Interviewed by Peter J. Boyle on the heels of the November election, Boehner said, "This [the debt ceiling] is going to be the first really big adult moment" for the new Republican majority. "You can underline 'adult'...But we'll have to find a away to educate members and help people understand the serious problems that would exist if we didn't do it."
Yet that adult behavior has been completely missing from the charade discussions on the debt ceiling. Instead Republican leaders, with an ear to the demands of their newest members, walked out of the room when curtailing costly tax loopholes for special interests were proposed. These tax subsidies for the enormously profitable oil industry, or tax breaks for food-price-raising corn ethanol, are unsustainable tax deals that divert trillions of dollars from the U.S. Treasury. Yet Speaker Boehner's number two, Eric Cantor, played a child's game -- he took his ball and went home when he didn't get his way.
House Republicans refuse to have an adult discussion on tax rates as well, although the Bush tax cuts (along with the Iraq and Afghanistan wars, and the economic collapse that Wall Street's excessive risks created) drive the need to raise the debt ceiling and the yearly deficits. Asking the millionaires and billionaires who reaped incredible benefits from the economy over the past 10 years to pay the tax rate they paid under President Reagan is a reasonable thing to do. We could also carefully streamline our tax code to ensure hedge fund managers do not continue to pay a lower rate than their secretaries or the custodians who cleans their posh offices. These are reasonable solutions to our long term debt problems that involve common sense, fairness and shared sacrifice.
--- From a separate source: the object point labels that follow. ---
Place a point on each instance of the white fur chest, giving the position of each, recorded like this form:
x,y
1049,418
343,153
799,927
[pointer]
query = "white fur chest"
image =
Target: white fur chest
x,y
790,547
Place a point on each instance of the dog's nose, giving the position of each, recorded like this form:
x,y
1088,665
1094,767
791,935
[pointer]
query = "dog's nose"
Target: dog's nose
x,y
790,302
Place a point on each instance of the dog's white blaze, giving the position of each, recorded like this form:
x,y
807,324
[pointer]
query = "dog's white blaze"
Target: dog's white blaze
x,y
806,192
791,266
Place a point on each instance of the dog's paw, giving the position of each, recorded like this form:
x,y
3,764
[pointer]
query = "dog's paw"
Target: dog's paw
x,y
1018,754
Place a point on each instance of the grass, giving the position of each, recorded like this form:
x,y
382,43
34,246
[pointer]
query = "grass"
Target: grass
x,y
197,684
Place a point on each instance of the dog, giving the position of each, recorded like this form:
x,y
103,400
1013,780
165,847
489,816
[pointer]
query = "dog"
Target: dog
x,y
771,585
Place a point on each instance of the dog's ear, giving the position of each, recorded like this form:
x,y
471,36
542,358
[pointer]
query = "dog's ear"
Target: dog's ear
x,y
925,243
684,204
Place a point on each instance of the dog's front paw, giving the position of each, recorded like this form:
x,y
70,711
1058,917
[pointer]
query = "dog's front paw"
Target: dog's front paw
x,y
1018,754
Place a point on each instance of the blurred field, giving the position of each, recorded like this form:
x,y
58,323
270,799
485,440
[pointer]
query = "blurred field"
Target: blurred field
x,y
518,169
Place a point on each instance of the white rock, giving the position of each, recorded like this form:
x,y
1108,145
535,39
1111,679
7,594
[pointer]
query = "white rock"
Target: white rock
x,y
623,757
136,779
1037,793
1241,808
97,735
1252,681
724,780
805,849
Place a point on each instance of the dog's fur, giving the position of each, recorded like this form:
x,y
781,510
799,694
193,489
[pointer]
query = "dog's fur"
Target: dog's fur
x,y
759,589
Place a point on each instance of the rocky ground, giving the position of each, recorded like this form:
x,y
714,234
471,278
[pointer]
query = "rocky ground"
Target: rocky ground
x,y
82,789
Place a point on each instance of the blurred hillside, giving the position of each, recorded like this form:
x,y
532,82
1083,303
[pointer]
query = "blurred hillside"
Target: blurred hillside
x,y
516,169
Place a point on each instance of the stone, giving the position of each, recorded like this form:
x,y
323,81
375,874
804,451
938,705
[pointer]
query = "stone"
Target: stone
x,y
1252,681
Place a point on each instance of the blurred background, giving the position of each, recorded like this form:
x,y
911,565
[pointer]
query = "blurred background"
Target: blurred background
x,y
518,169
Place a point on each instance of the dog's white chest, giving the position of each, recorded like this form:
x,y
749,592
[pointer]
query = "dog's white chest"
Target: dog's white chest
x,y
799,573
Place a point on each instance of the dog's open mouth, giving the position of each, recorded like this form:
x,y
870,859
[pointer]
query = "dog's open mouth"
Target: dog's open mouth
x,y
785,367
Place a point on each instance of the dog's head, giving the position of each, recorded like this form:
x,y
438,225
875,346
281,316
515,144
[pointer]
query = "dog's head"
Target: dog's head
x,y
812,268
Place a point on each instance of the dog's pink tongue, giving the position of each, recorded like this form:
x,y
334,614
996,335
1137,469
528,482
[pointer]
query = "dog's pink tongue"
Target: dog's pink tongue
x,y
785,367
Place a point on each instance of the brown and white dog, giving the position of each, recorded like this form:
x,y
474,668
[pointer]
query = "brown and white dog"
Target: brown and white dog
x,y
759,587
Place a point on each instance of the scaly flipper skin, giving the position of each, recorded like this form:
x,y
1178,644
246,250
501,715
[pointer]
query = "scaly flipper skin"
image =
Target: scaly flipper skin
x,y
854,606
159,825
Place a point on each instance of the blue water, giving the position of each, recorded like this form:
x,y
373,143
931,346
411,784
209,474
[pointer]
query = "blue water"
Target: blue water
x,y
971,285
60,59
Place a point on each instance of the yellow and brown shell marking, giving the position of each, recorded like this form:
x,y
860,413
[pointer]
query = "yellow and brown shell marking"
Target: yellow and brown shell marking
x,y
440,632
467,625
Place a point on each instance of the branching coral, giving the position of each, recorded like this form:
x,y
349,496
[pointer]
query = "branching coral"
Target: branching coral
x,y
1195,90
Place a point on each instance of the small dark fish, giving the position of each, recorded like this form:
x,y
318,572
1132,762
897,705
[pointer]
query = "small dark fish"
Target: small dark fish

Instead, the Mad Hatter Tea Party Congress wants to take Medicare benefits away from those under age 55. This is breathtaking in so many ways. The Republicans who voted unanimously to gut Medicare, are the same ones who last cycle yelled loudly that Democratic efforts to save money (and strengthen Medicare for everyone) by reducing overpayments to private entities like Medicare Advantage would hurt seniors. Worried seniors abandoned the Democrats and voted the Republicans into the majority.
After cynically using fear tactics around Medicare and the debt ceiling to win the election, the Republicans are now playing a game of "chicken" with the President, using their majority to hold the economy hostage unless Democrats agree to turn Medicare into an inadequate voucher program. Any delay in the debt ceiling would result in a double dip recession that this country can ill afford. Republicans in Congress are willing to risk jobs and our country's reputation, to serve their harsh agenda.
I am proud to have served in Congress during a time of incredible challenges. The recovery and reinvestment act, health care reform and Wall Street reform were signature accomplishments that will be proven critical to our nation's recovery in the short term. But I am most proud that when confronted with a depression, Democrats displayed adult leadership even while facing threats from the well-funded Tea Party activists.
Now, it's time to stop the games. It's time to take the tea off the table. It's time for the adults to come back into the room. It's time to stop serving the special interests and start serving the rest of the people of this county.
Mary Jo Kilroy lives in Columbus, Ohio. She served in the 111th Congress, representing Ohio's 15th Congressional District.